Here are a few of our thoughts: 

  • Start with thorough analysis of the issue: Before rushing to fix the problem of variation in uptake of NICE approved medicines between and within ICSs, we must understand the differing barriers to low uptake in local systems, and map the opportunities, including accounting for why previous initiatives may have fallen short of ambitions.  
  • Demonstrate value across the whole patient pathway: Demonstrating value to the entire system has never been more important, as the savings should be better realised at ICS level, and therefore secondary impacts may hold greater weight. Where specialised services will be delegated to ICSs, it is important this optimisation guidance is implemented with regard to these forthcoming changes a detailed review and re-design of patient pathways is anticipated after the transition in commissioning responsibilities.  
  • Empowering patients and clinicians, and incentivising primary and secondary care structures to support implementation: NHSE highlights shared decision-making and the use of local financial incentives as levers to support successful implementation but includes limited further detail. Understanding a patient’s preferences for different treatments and empowering patients from all backgrounds to have open dialogue with their clinicians can help to improve timeliness for starting, substituting, tapering, and stopping medicines. A consultation on the future of the quality and outcomes framework (QOF), which targets GP practices, is due this summer and must consider tackling variation in access to medicines as a central objective – speculation of continued reduction in the number QOF indicators may mean fewer financial levers to support implementation.  
  • NHS regional teams are decision makers: Regional NHSE teams will support ICB leaders to select national medicines optimisation opportunities. Whilst ICBs will be accountable, prioritising engagement with both ICBs and NHS regional teams is key to having influence.
  • Sharing best practice can influence annual prioritisation of the 16 opportunities: NHSE encourages several routes to sharing examples or case studies with NHS regions to improve uptake of the most clinically and cost-effective medicines and inform the 16 opportunities. Priorities will be updated as required on an annual basis. From a health inequalities perspective, this is crucial to preventing a counter-intuitive postcode lottery.
  • The Innovation scorecard is set to become more detailed: As of April 2023, the scorecard now tracks regional variation in prescribing for certain groups of medicines at ICB level. NHSE will be ‘evolving it’ to measure uptake against the estimated eligible population at ICS level. More detail is required on how this will be used to drive accountability and course-correction.

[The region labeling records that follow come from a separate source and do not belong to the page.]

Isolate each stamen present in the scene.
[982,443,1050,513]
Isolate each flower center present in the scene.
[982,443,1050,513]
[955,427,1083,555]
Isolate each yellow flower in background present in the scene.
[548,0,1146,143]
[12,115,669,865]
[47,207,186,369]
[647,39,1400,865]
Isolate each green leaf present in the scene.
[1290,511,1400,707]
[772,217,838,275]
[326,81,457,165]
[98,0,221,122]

As we look to implementation, many questions remain. Will we see ICSs prioritise the same five ‘opportunities’ and what does it mean for progress in the opportunities that are not selected? How should system partners tailor their approach to targeted interventions in each ICS, each with differing local barriers? Finally, what additional strategies can help ensure that healthcare inequalities are not exacerbated? The ambition is high and must be matched by collaborative action at national, regional and local levels.